2. Chromosomes occur in pairs: The chromosomes of a cell occur in pairs, called homologous pairs. One of each pair come originally from each parent. Example, human has 46 chromosomes, 23 coming originally from each parent in the process of sexual reproduction. Chromosomes are copied: Between nuclear divisions, whilst the chromosomes are uncoiled and cannot be seen, each chromosome is copied. The two identical structures formed are called chromatids.

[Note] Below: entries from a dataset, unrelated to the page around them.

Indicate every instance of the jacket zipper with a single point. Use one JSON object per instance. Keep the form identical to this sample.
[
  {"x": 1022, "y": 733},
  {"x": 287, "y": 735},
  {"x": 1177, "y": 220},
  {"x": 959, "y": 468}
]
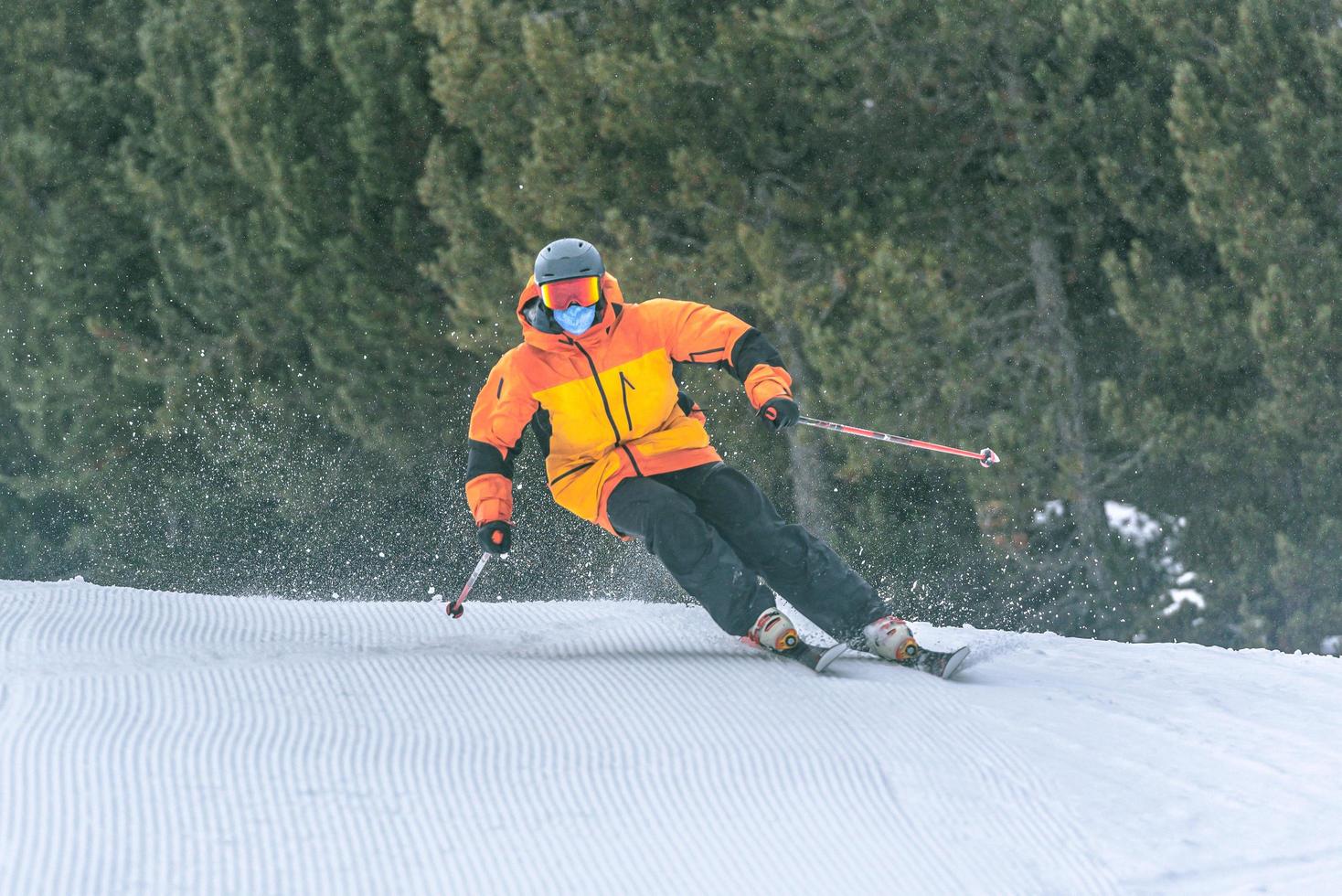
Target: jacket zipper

V. Higher Order Thinking Skills (HOTs)

Question 1.
Given that the average duplication time of E.coli is 20 minutes. How much time will two E.coli cells takes to become 32 cells?
Answer:

One cells takes 80 minutes to form 16 cells. If 2 cells undergoes division simultaneously, it take 160 minutes (2 hours 40 minutes) to form 32 cells.

Question 2.
Complete the cell cycle by filling the gaps with respective phases.
Answer:
X= S phase or Synthesis phase
Y= M phase or Mitosis phase
Z= G₀ phase

Question 3.
Telophase is reverse of prophase – Comment
Answer:
Events in Prophase:

1. Nuclear membrane disappears
2. Nucleolus disappear
3. Spindle fibre begins to form
4. Chromosomes threads condeme to form chromosomes

Events in Telophase:

1. Nuclear membrane reappears
2. Nucleolus reappears
3. Spindle fibre disappears
4. Chromosomes decondeme to form chromosomes

Question 4.
Name the pathological condition when uncontrolled cell division occurs.
Answer:
Uncontrolled cell division & abnormal growth of cells leads to the pathological condition called tumor or cancer.

Question 5.
Microspores are produced in the multiples of four, why?
Answer:
Microspores are haploid spores produced from diploid microspores mother cells. Each microspores mother cell (2n) undergoes meiosis producing four Microspores (n). Because a complete meiotic division yields 4 cells. Thus microspores are produced in multiples of four.

Question 6.
Between Prokaryotes & Eukaryotes, which cell has a shorter cell division time.
Answer:
Prokaryotes like bacteria undergo simple form of cell division called binary fission which will get completed with in a hour, whereas Eukaryotic cell division (mitosis) takes nearly 24 hours to get completed. Hence Prokaryotes have shorter cell division time.

Question 7.
Though Prokaryotic cell division differs from Eukaryotic cell division, both show certain common aspects during cell division. Explain.
Answer:
Whether a cell is Prokaryote or Eukaryote, while undergoing division, the following events must occur in common.

1. Replication of DNA.
2. Cytokinesis at the end of cell division.

Question 8.
An anther has 1204 pollen grains. How many Pollen mother cells must have been there to produce them?Explain.
Answer:
301 – Pollen mother cells: 301 Pollen mother cells undergo meiosis producing 1204 pollen grains. Because at the end of meiosis, each pollen mother cells produces 4 pollen grains.

Question 9.
A cell has 32 chromosomes. It undergoes mitosis. What will be the chromosome number during metaphase?
Answer:
During S phase of interphase, the genetic material of the cell is duplicated. So during metaphase, the chromosome number(chromatid number) will be doubled thus 64 chromosomes (chromatids) will be present.

Question 10.
Why sibilings show disimilarities?
Answer:
Though born to same parents, siblings show dissimilarities and variation due to the crossing over and recombination of chromosomes during meiosis.

Question 11.
Ramu’s met with an accident while riding cycle and got wounded in his leg. After few days, the wound was healed and the skin becomes normal. How?
Answer:
Ramu’s wound was healed because of the mitotic division. As a result of mitosis, new cells are produced and damaged tissues were repaired resulting the damaged skin to become normal.

Question 12.
A flower of tomato plant following the process of sexual reproduction produces 240 viable seeds. What is the minimum number of microspore mother cells involved in this process?
Answer:
60 microspore mother cells are involved in providing 240 pollen grains. Because each microspore mother cell undergoes meiosis producing four pollen grains (i.e. 60 × 4 = 240). Each pollen grain produces two male gametes of which one undergoes true fertilization of ovule producing seeds. Other male gamete participate in double fertilization.